Efforts to lobby Transport for London and Greenwich Council to reverse plans to construct a new road tunnel from Silvertown are continuing despite some reports that a contractor for the £1bn scheme is close to being finalised.
Greenwich and Bexley Green Party reaffirm the call on Greenwich Council leader Dan Thorpe and TfL Transport Chief Heidi Alexander to scrap the expensive and unnecessary scheme.
Debunking the argument for the tunnel
Dan Thorpe's core argument is that London needs transport investment for "the infrastructure to keep the city moving" and that the routing of HGVs through Newham and Greenwich is an essential mechanism for achieving that. He asserts that any increased pollution can be compensated with technological solutions, saying "Where schools are adjacent to roads we have introduced an air filter system to protect kids from fumes." Finally, there is an appeal for the authorities on the basis that the Silvertown Tunnel should be thought to be self-financing in the long run.
This argument is wrong on at least three counts.
Firstly, asserting that improving city mobility necessarily requires road infrastructure to grow in keeping with the pace of population growth in the city implicitly foresees no change in the modes of transportation by its populace. In reality, over the past decades there have been substantial modifications in the methods of transport used by its inhabitants and it is mainly for want of integrated, effective, affordable alternatives to private car use in the south-east of London that keeps the car in its present dominant position. Investment in infrastructure to get around the city is required, but it should be into public transport and cycling highways. £1bn could extend the DLR as far as Bexleyheath, for instance.
Secondly, to support Silvertown Tunnel is to prioritise privileges over rights. It is a privilege to be able to drive a car through London in a manner which is (arguably) more direct and faster. But it is a right to breathe clean air – and rights are not dependent upon whether one has access to a 21st century equivalent of a gas mask. Schools may be protected from the worst impacts (though Invicta Primary and many other schools disagree) but what about all the ordinary people who suffer from poor quality air?
Thirdly, there is an implicit assumption that government policy will continue to facilitate personal car use over meeting our environmental goals in the medium term. Our view is different. Indeed, we believe that supporting the construction now will only make cancellation more expensive in the future, since the emerging consensus on radical emissions cuts raises the chances of project abandonment much more likely (and, most likely, the contractors are well aware of this and urging City Hall to rush it through).
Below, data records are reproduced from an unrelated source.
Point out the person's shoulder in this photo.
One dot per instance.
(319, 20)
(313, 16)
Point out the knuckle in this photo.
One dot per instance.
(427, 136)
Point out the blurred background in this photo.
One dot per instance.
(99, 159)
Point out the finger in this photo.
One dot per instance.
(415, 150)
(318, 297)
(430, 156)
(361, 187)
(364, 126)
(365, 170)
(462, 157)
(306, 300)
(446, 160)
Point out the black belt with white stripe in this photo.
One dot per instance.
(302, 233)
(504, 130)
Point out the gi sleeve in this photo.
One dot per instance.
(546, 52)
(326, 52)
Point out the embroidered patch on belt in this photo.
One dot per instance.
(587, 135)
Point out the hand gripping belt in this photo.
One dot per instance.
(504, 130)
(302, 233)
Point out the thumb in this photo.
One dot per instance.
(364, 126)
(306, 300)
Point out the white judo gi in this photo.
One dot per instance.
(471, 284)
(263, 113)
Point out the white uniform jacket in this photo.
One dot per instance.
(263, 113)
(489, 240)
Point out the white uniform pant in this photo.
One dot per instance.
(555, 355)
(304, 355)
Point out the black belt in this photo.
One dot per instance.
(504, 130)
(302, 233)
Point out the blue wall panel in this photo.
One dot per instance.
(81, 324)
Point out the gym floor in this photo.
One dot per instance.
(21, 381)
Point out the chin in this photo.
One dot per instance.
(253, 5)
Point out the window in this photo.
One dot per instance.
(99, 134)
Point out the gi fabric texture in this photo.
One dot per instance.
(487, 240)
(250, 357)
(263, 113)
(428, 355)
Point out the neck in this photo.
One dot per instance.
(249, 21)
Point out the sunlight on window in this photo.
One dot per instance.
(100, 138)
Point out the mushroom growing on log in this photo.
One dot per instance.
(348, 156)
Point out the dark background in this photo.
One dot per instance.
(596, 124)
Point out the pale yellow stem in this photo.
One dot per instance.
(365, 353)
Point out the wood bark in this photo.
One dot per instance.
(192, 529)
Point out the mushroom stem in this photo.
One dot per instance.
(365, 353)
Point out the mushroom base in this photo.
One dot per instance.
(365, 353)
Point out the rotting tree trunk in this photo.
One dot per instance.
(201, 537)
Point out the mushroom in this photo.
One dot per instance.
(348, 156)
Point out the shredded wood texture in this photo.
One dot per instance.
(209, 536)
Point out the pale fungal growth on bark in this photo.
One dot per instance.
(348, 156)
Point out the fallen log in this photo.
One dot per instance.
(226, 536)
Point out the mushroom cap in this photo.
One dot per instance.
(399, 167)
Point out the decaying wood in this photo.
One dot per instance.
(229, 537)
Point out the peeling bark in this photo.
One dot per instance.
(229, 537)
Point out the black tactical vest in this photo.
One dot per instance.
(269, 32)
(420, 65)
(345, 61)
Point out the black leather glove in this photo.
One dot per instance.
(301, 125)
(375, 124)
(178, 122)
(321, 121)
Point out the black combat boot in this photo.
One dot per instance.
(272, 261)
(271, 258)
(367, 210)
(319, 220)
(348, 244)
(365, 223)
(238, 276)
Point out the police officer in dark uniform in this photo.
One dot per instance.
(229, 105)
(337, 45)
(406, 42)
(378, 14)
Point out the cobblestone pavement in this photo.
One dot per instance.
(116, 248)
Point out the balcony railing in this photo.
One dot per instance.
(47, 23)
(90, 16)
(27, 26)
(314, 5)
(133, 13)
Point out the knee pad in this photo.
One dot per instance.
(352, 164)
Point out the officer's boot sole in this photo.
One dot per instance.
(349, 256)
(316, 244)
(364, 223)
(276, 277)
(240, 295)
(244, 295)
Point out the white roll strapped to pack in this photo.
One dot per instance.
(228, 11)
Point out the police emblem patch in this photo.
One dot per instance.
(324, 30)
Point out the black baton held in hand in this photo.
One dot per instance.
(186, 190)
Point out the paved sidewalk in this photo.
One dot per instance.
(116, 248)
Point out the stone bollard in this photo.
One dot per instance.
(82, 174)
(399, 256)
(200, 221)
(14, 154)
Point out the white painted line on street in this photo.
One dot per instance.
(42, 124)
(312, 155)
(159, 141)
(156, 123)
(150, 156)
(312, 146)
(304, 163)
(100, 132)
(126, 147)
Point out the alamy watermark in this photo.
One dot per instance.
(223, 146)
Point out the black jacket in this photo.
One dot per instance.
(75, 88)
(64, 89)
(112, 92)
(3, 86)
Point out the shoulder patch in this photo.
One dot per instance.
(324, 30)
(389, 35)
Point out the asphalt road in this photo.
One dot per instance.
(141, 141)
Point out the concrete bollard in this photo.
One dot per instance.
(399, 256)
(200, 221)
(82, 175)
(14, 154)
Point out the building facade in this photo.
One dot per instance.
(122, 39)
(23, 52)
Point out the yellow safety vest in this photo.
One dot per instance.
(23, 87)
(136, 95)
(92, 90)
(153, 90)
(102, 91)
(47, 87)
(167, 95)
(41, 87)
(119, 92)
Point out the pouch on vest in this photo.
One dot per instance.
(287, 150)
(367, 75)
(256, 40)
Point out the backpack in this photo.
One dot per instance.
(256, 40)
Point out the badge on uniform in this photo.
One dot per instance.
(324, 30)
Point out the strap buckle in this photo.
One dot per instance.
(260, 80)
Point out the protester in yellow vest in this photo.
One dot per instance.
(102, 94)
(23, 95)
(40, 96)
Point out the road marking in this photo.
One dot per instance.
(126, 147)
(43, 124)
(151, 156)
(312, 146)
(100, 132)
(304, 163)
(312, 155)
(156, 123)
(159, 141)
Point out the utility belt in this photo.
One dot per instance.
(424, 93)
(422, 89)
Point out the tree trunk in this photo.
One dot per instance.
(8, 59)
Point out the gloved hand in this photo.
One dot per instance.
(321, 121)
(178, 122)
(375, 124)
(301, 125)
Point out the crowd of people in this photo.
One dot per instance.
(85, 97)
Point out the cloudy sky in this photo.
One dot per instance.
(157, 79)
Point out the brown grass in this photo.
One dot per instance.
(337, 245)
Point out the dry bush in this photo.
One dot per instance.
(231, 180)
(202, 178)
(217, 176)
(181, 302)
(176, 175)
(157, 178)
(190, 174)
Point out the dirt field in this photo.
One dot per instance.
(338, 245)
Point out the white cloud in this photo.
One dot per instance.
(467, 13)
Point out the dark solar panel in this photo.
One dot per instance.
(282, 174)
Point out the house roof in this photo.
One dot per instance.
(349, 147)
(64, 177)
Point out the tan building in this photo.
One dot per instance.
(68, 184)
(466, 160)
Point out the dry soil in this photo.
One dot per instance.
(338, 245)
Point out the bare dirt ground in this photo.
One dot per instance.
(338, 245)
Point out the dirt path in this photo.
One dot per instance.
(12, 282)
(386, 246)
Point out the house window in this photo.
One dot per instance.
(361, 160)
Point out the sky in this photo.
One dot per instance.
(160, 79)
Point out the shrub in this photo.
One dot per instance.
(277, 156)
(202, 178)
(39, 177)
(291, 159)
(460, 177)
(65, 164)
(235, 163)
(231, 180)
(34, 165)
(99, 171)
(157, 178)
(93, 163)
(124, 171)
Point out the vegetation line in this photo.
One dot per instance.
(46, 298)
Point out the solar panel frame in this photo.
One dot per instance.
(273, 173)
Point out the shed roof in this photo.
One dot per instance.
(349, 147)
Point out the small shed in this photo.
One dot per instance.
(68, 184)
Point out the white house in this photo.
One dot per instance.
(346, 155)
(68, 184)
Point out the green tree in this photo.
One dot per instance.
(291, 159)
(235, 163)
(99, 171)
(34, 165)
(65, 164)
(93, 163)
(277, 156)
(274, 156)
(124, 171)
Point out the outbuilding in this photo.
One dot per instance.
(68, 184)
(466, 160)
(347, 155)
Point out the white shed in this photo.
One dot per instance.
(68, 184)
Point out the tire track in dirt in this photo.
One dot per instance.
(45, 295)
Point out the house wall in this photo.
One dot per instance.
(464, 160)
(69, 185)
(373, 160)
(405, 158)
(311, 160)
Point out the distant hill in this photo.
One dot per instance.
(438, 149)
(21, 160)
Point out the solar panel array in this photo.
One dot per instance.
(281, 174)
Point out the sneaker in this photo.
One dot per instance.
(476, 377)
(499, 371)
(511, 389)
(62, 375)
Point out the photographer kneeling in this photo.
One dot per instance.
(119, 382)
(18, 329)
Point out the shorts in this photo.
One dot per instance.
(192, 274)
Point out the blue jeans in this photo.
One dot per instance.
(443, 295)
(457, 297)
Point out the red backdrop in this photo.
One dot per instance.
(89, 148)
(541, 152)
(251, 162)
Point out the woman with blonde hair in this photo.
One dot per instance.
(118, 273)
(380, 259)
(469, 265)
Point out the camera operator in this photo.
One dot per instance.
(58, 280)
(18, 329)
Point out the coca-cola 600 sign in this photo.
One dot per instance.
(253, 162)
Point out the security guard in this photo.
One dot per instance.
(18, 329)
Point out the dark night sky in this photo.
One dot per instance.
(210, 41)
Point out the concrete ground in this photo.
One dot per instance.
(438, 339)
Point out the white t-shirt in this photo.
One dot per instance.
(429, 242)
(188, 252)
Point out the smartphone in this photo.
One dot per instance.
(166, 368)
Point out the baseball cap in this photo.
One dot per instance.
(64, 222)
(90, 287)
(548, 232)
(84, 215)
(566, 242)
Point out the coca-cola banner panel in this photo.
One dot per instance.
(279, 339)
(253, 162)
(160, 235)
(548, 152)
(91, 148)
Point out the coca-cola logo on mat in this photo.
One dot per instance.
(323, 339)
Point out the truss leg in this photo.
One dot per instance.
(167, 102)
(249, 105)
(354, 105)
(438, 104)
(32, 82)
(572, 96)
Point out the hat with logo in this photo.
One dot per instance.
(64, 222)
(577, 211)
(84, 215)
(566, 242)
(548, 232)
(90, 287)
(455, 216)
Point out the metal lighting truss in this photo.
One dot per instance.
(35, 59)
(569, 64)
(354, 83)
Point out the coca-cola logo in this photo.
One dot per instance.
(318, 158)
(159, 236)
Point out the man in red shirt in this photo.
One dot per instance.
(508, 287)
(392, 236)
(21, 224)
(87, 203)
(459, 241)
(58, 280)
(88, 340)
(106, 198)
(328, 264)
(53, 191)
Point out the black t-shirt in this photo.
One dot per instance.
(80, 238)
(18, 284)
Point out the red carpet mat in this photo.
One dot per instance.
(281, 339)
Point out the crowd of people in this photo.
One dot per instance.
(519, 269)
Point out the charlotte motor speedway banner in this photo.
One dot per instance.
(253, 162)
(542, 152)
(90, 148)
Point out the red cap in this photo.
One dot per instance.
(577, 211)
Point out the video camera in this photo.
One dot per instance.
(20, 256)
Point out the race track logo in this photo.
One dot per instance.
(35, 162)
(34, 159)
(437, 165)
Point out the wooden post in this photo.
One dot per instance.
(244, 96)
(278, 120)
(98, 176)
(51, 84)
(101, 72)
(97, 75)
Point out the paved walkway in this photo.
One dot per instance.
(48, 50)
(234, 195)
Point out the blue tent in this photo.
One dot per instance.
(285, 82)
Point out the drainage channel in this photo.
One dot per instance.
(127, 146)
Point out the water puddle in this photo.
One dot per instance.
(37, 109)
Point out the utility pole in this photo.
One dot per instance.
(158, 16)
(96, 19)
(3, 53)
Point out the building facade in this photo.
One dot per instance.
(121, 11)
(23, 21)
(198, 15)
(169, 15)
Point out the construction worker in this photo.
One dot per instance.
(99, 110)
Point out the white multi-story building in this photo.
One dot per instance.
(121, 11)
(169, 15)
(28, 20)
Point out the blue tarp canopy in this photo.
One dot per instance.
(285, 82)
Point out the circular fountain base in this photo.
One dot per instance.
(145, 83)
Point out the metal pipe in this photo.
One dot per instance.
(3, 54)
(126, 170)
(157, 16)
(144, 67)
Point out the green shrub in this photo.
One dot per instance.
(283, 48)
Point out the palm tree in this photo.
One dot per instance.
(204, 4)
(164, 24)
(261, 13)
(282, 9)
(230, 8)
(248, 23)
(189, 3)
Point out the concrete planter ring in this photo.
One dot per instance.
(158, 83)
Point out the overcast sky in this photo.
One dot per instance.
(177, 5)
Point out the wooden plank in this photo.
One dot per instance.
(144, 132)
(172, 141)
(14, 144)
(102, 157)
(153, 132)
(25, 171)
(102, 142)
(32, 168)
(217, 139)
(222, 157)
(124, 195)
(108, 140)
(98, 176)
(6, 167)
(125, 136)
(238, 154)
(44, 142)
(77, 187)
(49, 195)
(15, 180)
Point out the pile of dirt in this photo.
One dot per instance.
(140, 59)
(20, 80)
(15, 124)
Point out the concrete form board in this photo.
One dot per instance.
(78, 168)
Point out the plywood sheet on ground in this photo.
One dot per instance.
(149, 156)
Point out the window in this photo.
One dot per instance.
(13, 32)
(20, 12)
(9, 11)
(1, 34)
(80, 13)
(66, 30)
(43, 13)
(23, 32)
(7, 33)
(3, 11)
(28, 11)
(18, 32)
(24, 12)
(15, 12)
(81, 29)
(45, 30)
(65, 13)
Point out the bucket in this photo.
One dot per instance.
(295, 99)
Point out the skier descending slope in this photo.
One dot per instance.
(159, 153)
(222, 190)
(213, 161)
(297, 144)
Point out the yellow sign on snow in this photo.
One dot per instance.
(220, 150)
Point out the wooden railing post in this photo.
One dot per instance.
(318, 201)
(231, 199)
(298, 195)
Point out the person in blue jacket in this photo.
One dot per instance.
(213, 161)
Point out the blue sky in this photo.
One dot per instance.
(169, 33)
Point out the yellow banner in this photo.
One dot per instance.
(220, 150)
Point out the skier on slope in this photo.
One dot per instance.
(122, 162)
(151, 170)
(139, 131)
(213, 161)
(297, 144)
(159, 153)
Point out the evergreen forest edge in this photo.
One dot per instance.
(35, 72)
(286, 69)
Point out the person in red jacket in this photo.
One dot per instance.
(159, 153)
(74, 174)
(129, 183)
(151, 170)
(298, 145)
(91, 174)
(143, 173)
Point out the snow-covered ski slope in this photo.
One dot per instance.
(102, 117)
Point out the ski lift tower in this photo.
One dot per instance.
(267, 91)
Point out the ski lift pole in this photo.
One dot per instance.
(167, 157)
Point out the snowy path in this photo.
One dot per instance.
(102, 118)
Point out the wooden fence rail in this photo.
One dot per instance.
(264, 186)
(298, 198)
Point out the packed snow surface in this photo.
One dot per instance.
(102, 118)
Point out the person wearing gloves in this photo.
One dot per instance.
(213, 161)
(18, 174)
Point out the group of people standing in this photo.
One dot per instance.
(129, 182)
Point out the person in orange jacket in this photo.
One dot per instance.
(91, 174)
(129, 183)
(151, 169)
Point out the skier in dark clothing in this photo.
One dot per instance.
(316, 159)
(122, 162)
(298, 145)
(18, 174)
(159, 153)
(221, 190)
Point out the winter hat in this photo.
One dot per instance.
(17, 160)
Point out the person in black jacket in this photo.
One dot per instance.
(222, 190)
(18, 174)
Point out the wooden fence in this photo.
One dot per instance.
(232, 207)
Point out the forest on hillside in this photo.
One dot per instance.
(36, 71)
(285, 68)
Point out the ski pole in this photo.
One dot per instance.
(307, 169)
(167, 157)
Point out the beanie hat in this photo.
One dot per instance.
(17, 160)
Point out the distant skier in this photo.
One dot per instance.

Next year, the signatories to the global Paris Agreement on Climate Change will revisit and increase the emissions cuts targets required to avoid catastrophic rapid environmental degradation. Per the Climate Change Act of 2005, the United Kingdom has a legal commitment to cut emissions by 80% on year 2000 levels by 2050. The likely outcome of this negotiation is that our national targets will be ramped up. They have a chance of being met only through the deployment of innovative technological solutions (including such innovations as self-driving cars and displacement of private ownership with ride-sharing) matched to radical action on reducing current sources of emissions through behavioural change (including punitive taxation on petrol and diesel, especially in urban areas where alternative travel arrangements exist). To continue to forge ahead with a new road tunnel – which will cost 153,000 tons of carbon in construction emissions before even accounting for usage – in such circumstances is unrealistic.
Wider thinking is required
Greenwich and Bexley Green Party does not stand in opposition to development, provided that it improves the status quo for ordinary people and for the environment and ecosystems that we are a part of. If there is a billion pounds available for making improvements to the lives of Londoners, then it is incumbent upon us to think about how to spend it in the best possible way taking into account all the relevant factors.
Our view continues to be that a new road tunnel runs a serious risk of drawing in increased amounts of vehicle traffic, worsening the air pollution and congestion issues it is supposed to alleviate. Redirecting the money towards alternative schemes which promote the reduction of personal car use while also increasing the overall mobility of people in Greenwich and Bexley will always be our priority.
We also believe that there are substantial improvements for managing the existing Blackwall Tunnel crossing far better. Smart technologies now allow for variable pricing based upon factors such as time of day, how polluting the vehicle is and the availability of alternative means of transport. A clever deployment of this kind of road pricing could achieve congestion reduction without requiring very much additional investment at all.